I often think about if there was an apocalypse and I was forced to retreat to the forrest and fend for myself how long I'd last. I'd guess three days, tops. I'd probably eat the wrong berry or trip on a branch, break my leg, and wither away on the forrest floor like a wounded moose. Other people would be foraging for food or telling time by the sun's position; I'd be crinkling my nose at the thought of having to wipe my ass with a leaf. Ugh. I'd rather die than deal with nature for longer than an afternoon.

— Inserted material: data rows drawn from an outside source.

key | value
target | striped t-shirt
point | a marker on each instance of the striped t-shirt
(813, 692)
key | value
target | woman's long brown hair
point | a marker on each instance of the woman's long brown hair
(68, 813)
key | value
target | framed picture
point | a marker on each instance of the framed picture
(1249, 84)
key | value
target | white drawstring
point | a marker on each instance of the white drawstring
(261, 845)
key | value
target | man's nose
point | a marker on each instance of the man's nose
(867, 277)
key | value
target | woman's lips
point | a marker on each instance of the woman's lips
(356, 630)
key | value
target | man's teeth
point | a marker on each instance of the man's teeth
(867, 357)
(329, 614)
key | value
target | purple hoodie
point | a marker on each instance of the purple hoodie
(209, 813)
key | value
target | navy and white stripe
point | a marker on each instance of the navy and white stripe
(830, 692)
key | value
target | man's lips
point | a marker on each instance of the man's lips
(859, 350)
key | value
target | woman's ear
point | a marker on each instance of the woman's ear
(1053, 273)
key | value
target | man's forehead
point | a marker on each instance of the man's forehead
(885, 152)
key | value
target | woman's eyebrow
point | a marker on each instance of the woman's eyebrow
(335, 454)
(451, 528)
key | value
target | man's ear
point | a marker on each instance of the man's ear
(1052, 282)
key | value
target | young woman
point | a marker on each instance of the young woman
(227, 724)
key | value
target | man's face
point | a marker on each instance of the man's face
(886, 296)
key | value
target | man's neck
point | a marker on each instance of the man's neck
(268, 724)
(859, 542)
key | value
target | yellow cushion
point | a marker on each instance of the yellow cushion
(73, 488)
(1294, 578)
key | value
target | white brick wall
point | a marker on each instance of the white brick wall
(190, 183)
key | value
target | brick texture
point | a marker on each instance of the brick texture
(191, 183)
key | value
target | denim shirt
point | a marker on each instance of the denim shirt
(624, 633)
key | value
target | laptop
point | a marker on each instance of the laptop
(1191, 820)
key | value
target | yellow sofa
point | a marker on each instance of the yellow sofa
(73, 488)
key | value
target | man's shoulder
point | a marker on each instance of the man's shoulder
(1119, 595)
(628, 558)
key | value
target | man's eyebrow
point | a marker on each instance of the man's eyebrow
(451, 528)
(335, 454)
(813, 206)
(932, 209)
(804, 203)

I really hope my hatred of camping won't be a bonerkiller to guys I meet. The best-case scenario is that he'll hate camping too and we can bond over how stupid the whole thing is. We'll agree that having constant access to indoor plumbing, Internet access, and several local restaurants is the way to go. Besides, if we ever get the itch to bond with nature, we can just make s'mores in my backyard.


Anonymous said...

The more I read your blog, the more I think we're the same person.

spazadone said...

There is zero reason for camping. Why would we abandon all of our modern comforts to poop outside and be bitten by spiders? It's primitive and gross. I am an evolved, modern, intelligent woman and i want my Bravo TV and fucking satin pillow cases like a civilized human.

Pitch a tent? I'll pitch your goddamn tent, baby...

Anna said...


Anonymous said...

I'm a woman and I LOOOVE's a fun and refreshing way to get AWAY from people for once! And for people like you that can't deal, it may help you appreciate your excesses in life. Nothing better than getting to chill with nature!